According to the partnership, the airport's rapid development, construction works and increasing flight movements, as well as the use of de-icing agents (especially in winter), come to the detriment of water protection. They cited the recent contamination of the Birelerbaach river by de-icing agents as one example of this.
The partnership said in a statement that it had tried several times (in vain) to persuade the responsible authorities to remedy the situation, claiming that the airport appears to be "allowed to operate in a legal vaccuum".
With heavy rain incidents increasing in recent years, the partnership said it expected the old basins to overflow many times before the new retention basins and the new sewage treatment plant in Uebersyren (small town in southern Luxembourg) are completed.

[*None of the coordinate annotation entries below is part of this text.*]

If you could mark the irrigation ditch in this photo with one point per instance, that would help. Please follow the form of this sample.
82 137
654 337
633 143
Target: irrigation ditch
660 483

In the meantime, the Syre water partnership posed the following questions: "Who actually pays for the damage? Does the polluter pays principle not apply here?" The partnership recalled that the sewage treatment plant in Uebersyren has overflown several times in the last few years in the winter months due to the use of large quantities of de-icing agents: "Who actually pays for the damage if the wastewater from the airport, but also the wastewater from the five connected municipalities, ends up in the Syre [river] untreated for months because the sewage treatment plant fails?"
With many more winters foreseen before the airport's new de-icing disposal system works properly and years before the new sewage treatment plant is completed, the partnership expressed fears that the Syre river will be "polluted again and again". They maintained that the "repeated claim that the European Directive gives Luxembourg time until 2027 to put its waters in order is deliberately misleading and is intended to divert attention from past failures".
The Syre water partnership has thus called on Luxembourg Airport to urgently find interim solutions to prevent any more glycol from running uncontrolled into the Birelerbaach river and towards the sewage treatment plant.